The first module of this library contains three 2d detectors (MediaPipe2D, CPN, Lightweight) and six 3d detectors (Videopose3D, MHFormer, MixSTE, MotionBert, MediaPipe3D, ExPose) for predicting Human Pose from a set of monocular RGB images in a video sequence. The code from the original works has been refactored in a way that makes them easy to manipulate and combine since the methods used in this project are those that use 2d lifting, this is, first, a 2d pose estimator is used and then it is lifted with another algorithm to the final 3d pose. It is possible to add new 2d and 3d pose estimation algorithms if needed.
We also support multi-person pose estimation by tracking the different people in the frame. We include three different tracking algorithms (Sort, DeepSort, ByteTrack).
It also admits end-to-end models (given a frame predict the 3d pose, like ExPose and MediaPipe3D). However, if the 2D pose is not detected then it will not predict the 3d pose. This is to preserve the working of the lifting 3d models that need a 2d keypoints buffer. To avoid that, you must use the Dummy2D detector, which always returns the 3d pose.
Then, be careful because bounding boxes only appear when 2d keypoints have been detected. This may lead to confusion because you may see few bounding boxes in the scene, but that means that 2d keypoints have been detected.
The second module of the library classifies the activity held in the input. This module allows the user to train or test on custom data.

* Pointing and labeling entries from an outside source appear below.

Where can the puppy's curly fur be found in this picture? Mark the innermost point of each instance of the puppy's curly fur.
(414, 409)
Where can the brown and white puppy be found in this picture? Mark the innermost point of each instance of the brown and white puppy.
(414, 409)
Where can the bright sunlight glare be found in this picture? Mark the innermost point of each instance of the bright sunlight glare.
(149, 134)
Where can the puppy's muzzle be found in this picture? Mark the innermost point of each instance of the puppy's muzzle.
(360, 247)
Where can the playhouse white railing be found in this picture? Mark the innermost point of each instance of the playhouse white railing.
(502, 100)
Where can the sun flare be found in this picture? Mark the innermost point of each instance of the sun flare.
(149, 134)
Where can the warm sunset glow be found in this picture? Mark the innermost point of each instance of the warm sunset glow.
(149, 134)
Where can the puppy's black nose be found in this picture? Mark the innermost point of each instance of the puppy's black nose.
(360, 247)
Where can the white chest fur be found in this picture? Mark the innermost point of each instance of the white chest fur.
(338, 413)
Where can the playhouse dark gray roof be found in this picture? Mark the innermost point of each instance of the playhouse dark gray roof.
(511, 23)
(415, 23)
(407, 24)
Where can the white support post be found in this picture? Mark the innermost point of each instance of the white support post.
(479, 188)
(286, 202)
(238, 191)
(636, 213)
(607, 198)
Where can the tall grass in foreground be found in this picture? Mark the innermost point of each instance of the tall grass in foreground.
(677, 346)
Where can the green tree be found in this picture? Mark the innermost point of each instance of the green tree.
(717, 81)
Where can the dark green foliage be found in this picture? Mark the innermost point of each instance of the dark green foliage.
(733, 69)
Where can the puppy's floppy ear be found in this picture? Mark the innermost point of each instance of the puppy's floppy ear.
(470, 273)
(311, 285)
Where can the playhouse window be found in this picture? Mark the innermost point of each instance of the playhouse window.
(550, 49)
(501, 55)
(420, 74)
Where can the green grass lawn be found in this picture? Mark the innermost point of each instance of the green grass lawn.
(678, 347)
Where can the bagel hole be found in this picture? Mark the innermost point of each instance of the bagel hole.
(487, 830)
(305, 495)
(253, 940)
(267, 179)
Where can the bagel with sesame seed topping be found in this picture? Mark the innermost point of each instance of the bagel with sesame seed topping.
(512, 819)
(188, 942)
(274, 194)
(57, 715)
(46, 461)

BodyFlow includes models for activity recognition trained with UP-FALL dataset. If data is available, the user may choose which type of features and which of the three pretrained models. It is possible to choose between 5 different types of features:
- Only 2d pose.
'2d'
-> 68 features - Only 3d pose.
'3d'
-> 102 features - Only IMUs.
'imus'
-> 30 features - 2d + 3d + IMUs.
'all'
-> 68 features - Only one IMU.
'ankle'
-> 6 features
There are three HAR models to choose from:
- An LSTM based HAR model
- A CNN-based HAR model
- A Transformer based HAR model
The HAR module implements two open-source libraries to facilitate the training and management of models: Pytorch Lightning and MLflow.
-
PyTorch Lightning is a popular open-source framework that is designed to make it easier to train machine learning models with PyTorch. It provides a high-level interface for PyTorch that simplifies the process of training and evaluating deep learning models.
-
On the other hand, MLflow is an open-source platform for managing the end-to-end machine learning lifecycle. MLflow, which also supports integration with Pytorch, helps simplify and accelerate the machine learning development process by providing a unified platform for managing experiments, models, and deployments.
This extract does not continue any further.